Concordia Film Studies at Cannes

This past May one of our very own graduate students, Melanie Lanza, flew to France to cover the Cannes Film Festival. Here is a review of her time at the world-renown festival. If you would like to read more extensive coverage of her experience there, you can visit her blog here.

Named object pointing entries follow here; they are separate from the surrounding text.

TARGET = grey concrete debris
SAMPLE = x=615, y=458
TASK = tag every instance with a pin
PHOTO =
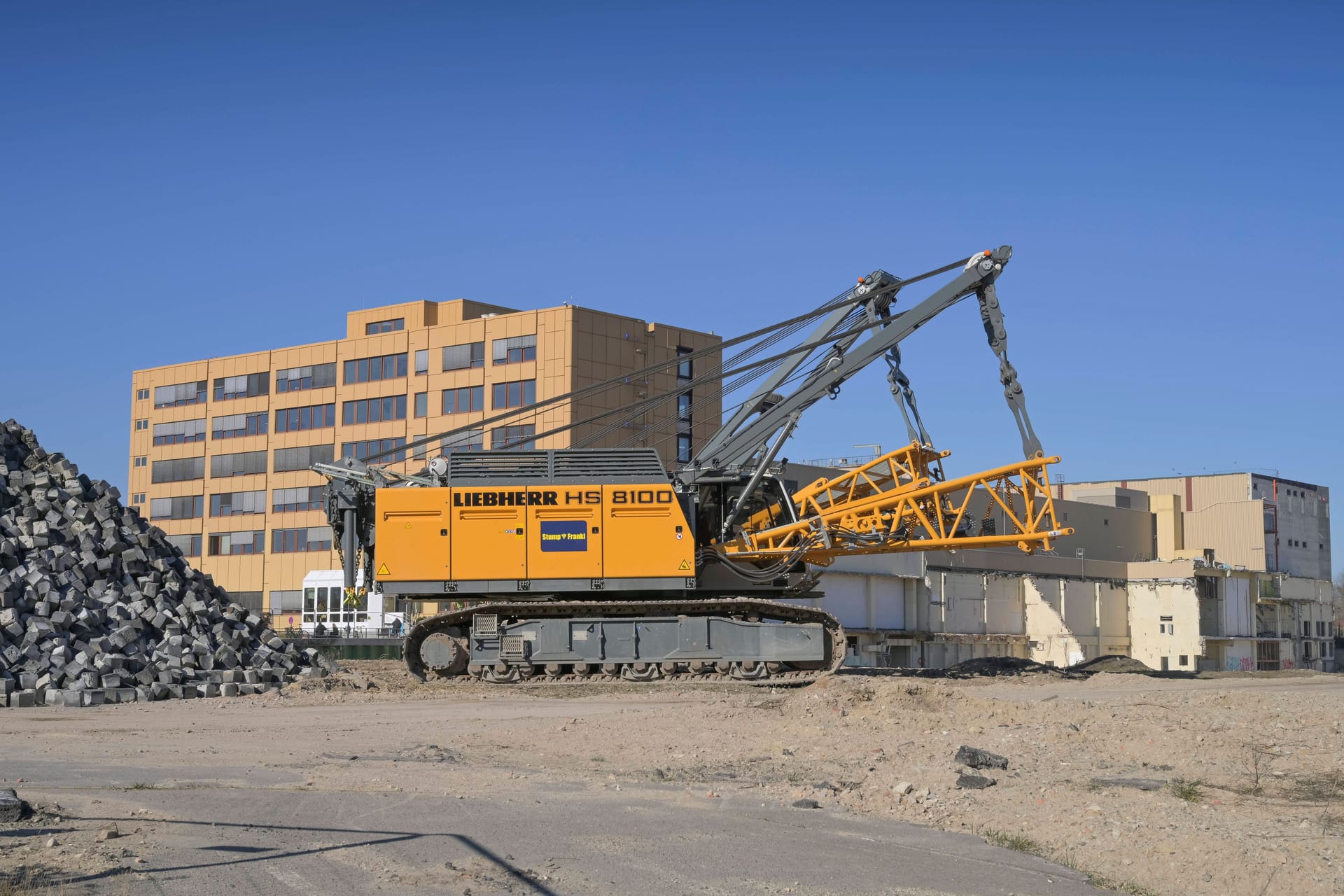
x=97, y=606
x=1139, y=783
x=977, y=758
x=11, y=808
x=974, y=782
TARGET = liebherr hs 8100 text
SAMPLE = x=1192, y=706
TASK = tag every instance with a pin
x=584, y=562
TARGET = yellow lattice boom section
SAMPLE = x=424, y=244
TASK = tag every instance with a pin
x=897, y=503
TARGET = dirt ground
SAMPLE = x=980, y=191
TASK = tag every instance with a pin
x=1243, y=774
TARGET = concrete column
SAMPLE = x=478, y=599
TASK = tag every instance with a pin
x=1171, y=527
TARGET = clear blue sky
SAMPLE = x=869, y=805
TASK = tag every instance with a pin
x=186, y=181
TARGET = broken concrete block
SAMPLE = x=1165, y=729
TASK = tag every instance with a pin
x=977, y=758
x=974, y=782
x=11, y=808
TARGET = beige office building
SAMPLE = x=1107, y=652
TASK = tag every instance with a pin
x=220, y=449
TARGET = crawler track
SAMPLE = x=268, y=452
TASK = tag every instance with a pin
x=458, y=621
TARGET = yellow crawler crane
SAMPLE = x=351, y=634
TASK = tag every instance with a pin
x=597, y=561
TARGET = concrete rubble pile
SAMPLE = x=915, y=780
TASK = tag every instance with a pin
x=97, y=606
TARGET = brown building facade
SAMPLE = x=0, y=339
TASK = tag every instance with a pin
x=220, y=449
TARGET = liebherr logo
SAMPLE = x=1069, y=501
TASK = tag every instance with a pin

The Cannes Project : A Review
This passed May I had the privilege of attending the Cannes Film Festival with a film student accreditation. Now that all is said and done, it’s time to follow the films on their trajectory, mostly to see which ones play in Montreal, but also to note which of the flock make it to the Oscars. French film La vie d’Adèle (Abdellatif Kechiche, Blue is the Warmest Colour) took home the Palme d’Or, whereas Cannes connoisseurs the Coen Brothers were recognized with the Grand Jury prize for Inside Llewyn Davis. It seems as though Adèle won’t be seeing the same tour de force as last year’s Amour, since a technicality forces the film out of the 2014 Oscar running. Be that as it may, it has however picked up distribution in Canada. Of the Cannes’ picks, Sofia Coppola’s The Bling Ring is out in Montreal right now, but if you’re looking for her usual melancholic melodrama you won’t find it in this vacant teen drama. As for Concordia University’s pride, Sarah préfère la course is also being screened right now since its filmmaker Chloé Robichaud is a recent film production alumni (one of us! one of us!). It is no small feat for her first feature film to be screened at Cannes as part of Un Certain Regard alongside Coppola, and even outranked fellow Canadian filmmakers Xavier Dolan and Atom Egoyan. Talk of the fest film Only God Forgives is coming out on July 26th, where you can watch Ryan Gosling in the is-it-a-prequel-to-Drive that caused quite a stir at Cannes due to its ultra-violence. The 2013 edition of the Cannes Film Festival may not necessarily go down in history as a big year, but it was a damn fine way to entertain a cinephile. A damn fine way.